PROJECTS
Deep and Classical Finite Element
Spring 2025
Course: MTH 656 – Finite Element Method, Oregon State University
Studied stable and convergent Deep Finite Element models for 2D/3D problems, including plates with circular holes and rock drill booms. Demonstrated up to 99% error reduction versus existing PINNs and significant speedups over classical FEM. Built MATLAB solvers for 1D/2D Poisson equations using linear/quadratic elements and verified convergence rates through L2 and H1 norms.
Parameter Estimation and Sensitivity Analysis for the Nonlinear Maxwell–Duffing System Using FDTD
Winter 2025
Course: MTH 655 – Computational Methods for Inverse Problems and Optimization
Implemented an FDTD solver in MATLAB to simulate nonlinear electromagnetic wave propagation governed by Maxwell–Duffing equations. Solved an inverse problem using nonlinear least squares to estimate key parameters, and performed sensitivity analysis with Jacobian approximations.
Modified Physics-Informed Neural Networks for the Korteweg–de Vries (KdV) Equation
Winter 2025
Course: AI 535 – Deep Learning
Designed a modified PINN framework that conserves mass, energy, and Hamiltonian structure for the KdV equation. Achieved high accuracy (L2 errors ≈ 10−6) using a 3-layer PyTorch model with exponential time-weighting and trapezoidal integration.

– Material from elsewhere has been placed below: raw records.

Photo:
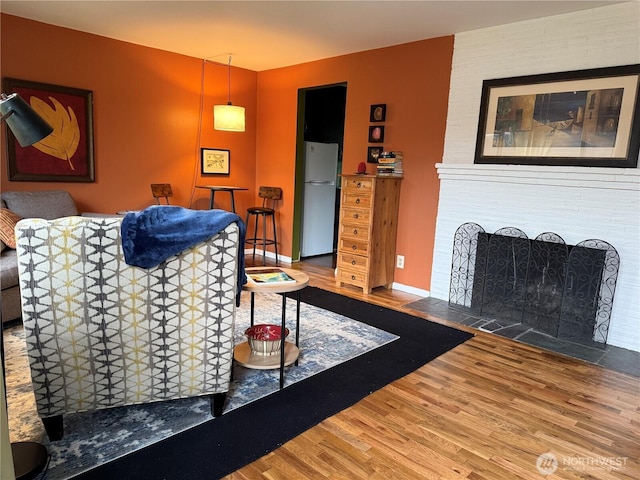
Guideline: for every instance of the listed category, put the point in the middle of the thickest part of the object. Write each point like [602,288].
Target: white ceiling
[261,35]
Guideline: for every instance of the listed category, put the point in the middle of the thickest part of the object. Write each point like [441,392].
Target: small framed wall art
[376,134]
[373,153]
[215,161]
[378,112]
[66,155]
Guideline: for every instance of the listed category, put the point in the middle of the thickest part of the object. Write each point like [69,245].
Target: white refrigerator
[318,214]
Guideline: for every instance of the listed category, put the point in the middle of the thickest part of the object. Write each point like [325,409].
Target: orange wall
[146,122]
[413,81]
[146,115]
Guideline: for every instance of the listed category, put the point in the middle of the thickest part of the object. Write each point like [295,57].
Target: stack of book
[390,164]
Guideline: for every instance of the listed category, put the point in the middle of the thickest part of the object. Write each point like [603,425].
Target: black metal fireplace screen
[565,291]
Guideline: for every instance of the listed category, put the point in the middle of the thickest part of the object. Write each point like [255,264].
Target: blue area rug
[326,340]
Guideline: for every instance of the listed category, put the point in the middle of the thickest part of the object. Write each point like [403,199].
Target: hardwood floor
[487,409]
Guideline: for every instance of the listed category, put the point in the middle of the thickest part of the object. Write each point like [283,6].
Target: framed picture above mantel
[580,118]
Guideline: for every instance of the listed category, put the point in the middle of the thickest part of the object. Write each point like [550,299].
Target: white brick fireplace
[577,203]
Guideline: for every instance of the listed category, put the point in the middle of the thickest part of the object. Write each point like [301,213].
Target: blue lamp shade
[228,117]
[26,125]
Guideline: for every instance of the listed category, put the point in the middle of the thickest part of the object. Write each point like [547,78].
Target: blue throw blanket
[152,235]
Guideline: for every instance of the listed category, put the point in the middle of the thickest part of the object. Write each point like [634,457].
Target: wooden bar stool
[269,195]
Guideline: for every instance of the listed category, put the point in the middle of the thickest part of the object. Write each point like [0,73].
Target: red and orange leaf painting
[64,140]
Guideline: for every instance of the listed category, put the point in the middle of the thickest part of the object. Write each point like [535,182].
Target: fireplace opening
[565,291]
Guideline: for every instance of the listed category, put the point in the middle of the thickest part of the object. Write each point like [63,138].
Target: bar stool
[269,197]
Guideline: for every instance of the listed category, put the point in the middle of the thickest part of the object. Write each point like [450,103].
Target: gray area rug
[326,339]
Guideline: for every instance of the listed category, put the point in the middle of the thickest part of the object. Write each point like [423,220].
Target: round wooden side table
[288,352]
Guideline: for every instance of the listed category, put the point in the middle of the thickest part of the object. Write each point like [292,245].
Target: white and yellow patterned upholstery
[101,333]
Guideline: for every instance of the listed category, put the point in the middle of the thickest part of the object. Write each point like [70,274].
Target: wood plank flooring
[487,409]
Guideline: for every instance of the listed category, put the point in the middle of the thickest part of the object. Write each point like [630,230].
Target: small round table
[288,352]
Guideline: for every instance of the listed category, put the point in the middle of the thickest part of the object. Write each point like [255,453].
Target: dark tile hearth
[611,357]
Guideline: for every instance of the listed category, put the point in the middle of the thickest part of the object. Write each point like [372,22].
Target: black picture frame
[67,154]
[215,161]
[578,118]
[376,134]
[373,153]
[378,112]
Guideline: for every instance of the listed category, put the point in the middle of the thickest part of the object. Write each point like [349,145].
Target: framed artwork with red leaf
[67,154]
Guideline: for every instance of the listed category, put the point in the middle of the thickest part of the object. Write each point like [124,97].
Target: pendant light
[228,117]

Energy-Stable Modeling of the Transport Equation Coupled with Darcy Flow
Fall 2024
Course: MTH 654 – Computational Solutions to Nonlinear Coupled PDEs
Built structure-preserving numerical models for coupled advection–diffusion–reaction systems and Darcy flow. Used operator splitting, finite volume methods, and PINNs.
HPC Simulation of Electromagnetic Wave Propagation in Nonlinear Dispersive Insulators
Winter 2025
Developed a parallelized FDTD solver using MPI and OpenMP for large-scale simulation of wave propagation in nonlinear media. Validated results against theoretical models to ensure numerical accuracy.
Collaborative Research: Compatible Discretizations for Nonlinear Optical Phenomena
Summer 2024, Brown University
Investigated conservation laws (mass, energy, momentum) in coupled nonlinear Schrödinger equations. Developed energy-stable numerical schemes and integrated PINNs to model soliton interactions and preserve physics.
Stability and Dispersion Analysis of (2,2M) KF Schemes for Lorentz Media
Spring 2024
Analyzed high-order finite-difference KF schemes for solving Maxwell’s equations in dispersive Lorentz media. Derived stability conditions using Von Neumann analysis and evaluated numerical dispersion and dissipation.
Sentiment Classification Using Word2Vec and Linear Models
Fall 2024
Course: AI 534 – Machine Learning
Built binary sentiment classifiers using Word2Vec embeddings and models including Perceptron, SVM, and Logistic Regression. Applied cosine similarity, embedding clustering, and dimensionality reduction for interpretability.
Regression Modeling for Housing Price Prediction
Fall 2024
Course: AI 534 – Machine Learning
Created predictive models using polynomial regression, Ridge, and Lasso. Tuned preprocessing and feature selection to minimize RMSLE and optimize model performance.
Feature Engineering and k-NN Optimization
Fall 2024
Course: AI 534 – Machine Learning
Engineered binary features and optimized k-NN classifiers under various distance metrics. Evaluated generalization performance using cross-validation.
Algorithmic Agents and Search Heuristics in AI Systems
Spring 2024
Simulated intelligent agents using A* search, rule-based logic, and constraint solvers for tasks such as Sudoku and the 15-puzzle. Also implemented CNN architectures for vision-based tasks.
Custom Neural Network for CIFAR-10 Binary Classification
Winter 2025
Built a one-hidden-layer neural network in Python to classify a 2-class subset of CIFAR-10. Used ReLU in the hidden layer, sigmoid at output, and trained with binary cross-entropy and SGD with momentum.
ResNet-14 for CIFAR-10 Classification
Winter 2025
Course: AI 535 – Deep Learning
Implemented ResNet-14 (with n=2n=2) in PyTorch for CIFAR-10 classification. Used SGD with momentum for training and visualized performance metrics in TensorBoard. Gained deep insights into residual learning and training dynamics.